Early in the 18th century, many of the portraits of colonial ladies were done by Henrietta Johnston (1670-1729), the first female portrait painter in the American colonies. She used French pastels—a relatively new medium at that time. Johnston produced facial features with precision and she blended colors skillfully, particularly in the hair.
Johnston was born to a French Huguenot family in Dublin, Ireland in 1670. At the age of 10 or 12, she fled with her family to England to avoid persecution.
Johnston’s earliest identified works are from about 1704inIreland. The portraits she drew during this period were mostly of members of her husband’s family. After the death of her first husband, Henrietta wed the Reverend Gideon Johnston and they moved to Charleston, South Carolina in 1708.
Many French Protestant Huguenots, seeking religious freedom, were moving to Charleston, where they began building fine townhouses along the harbor’s edge and wanted portraits for their hallways and to establish their family’s presence as a power.
Life was not easy in Charleston and the couple suffered poverty and illness. Henrietta’s training and background suggests she was at best a talented amateur who was good at portrait painting.

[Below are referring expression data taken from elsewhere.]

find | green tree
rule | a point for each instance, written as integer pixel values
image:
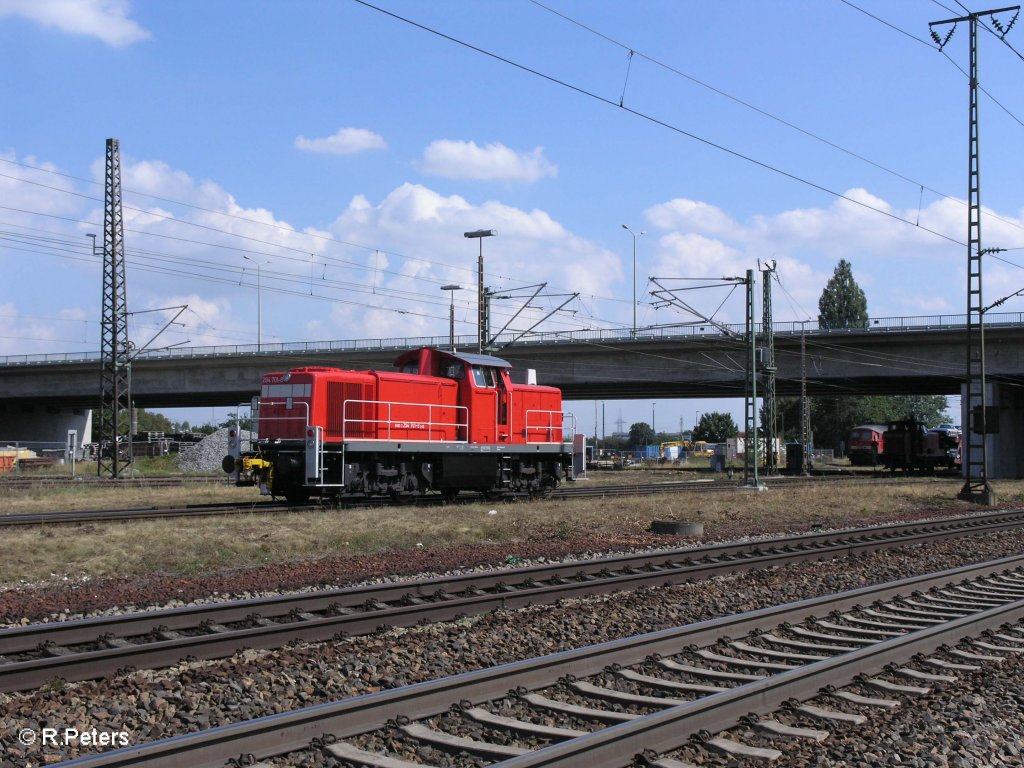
(641, 434)
(715, 427)
(843, 304)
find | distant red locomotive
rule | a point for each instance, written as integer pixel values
(864, 443)
(442, 422)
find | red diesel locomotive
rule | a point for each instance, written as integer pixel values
(865, 443)
(442, 422)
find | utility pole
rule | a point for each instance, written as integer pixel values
(115, 366)
(805, 411)
(975, 458)
(768, 366)
(751, 392)
(482, 299)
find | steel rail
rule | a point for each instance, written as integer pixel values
(355, 610)
(614, 747)
(201, 510)
(276, 734)
(103, 515)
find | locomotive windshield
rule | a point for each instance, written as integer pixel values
(455, 370)
(484, 377)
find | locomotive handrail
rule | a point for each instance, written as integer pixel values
(565, 420)
(429, 426)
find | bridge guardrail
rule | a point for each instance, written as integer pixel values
(691, 330)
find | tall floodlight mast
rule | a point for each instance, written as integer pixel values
(751, 392)
(975, 451)
(115, 375)
(770, 425)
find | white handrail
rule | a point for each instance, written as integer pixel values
(429, 425)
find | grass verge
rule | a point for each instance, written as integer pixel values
(196, 545)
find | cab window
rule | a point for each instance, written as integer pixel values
(483, 377)
(455, 370)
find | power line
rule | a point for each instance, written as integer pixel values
(764, 113)
(655, 121)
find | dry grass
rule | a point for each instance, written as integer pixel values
(204, 544)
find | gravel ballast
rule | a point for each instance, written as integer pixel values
(190, 696)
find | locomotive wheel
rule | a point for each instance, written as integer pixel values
(296, 495)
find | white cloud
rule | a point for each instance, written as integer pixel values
(691, 214)
(107, 19)
(466, 160)
(345, 141)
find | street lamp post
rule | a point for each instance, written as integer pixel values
(259, 304)
(481, 321)
(635, 235)
(452, 288)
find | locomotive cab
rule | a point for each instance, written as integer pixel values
(441, 421)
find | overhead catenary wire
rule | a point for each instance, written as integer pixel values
(769, 115)
(658, 122)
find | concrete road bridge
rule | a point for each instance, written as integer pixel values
(891, 355)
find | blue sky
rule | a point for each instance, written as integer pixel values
(347, 152)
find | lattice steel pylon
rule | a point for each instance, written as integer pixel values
(770, 425)
(751, 392)
(115, 373)
(974, 450)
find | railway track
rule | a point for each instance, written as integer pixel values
(201, 510)
(25, 481)
(829, 660)
(151, 513)
(33, 654)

She was one of the few portrait artists in town, and she quickly found her skills much in demand, drawing pastel portraits of many of Charleston’s French Huguenot residents. Johnston drew strength to carry on from her artwork.
Johnston’s work remained popular for many years, and she became the first professional female artist on this side of the Atlantic. Some 40 portraits of prominent people in Charleston, South Carolina, are known today, most created between 1707 and 1720. Her body of work is an important documentary of leading people in an important area in American history.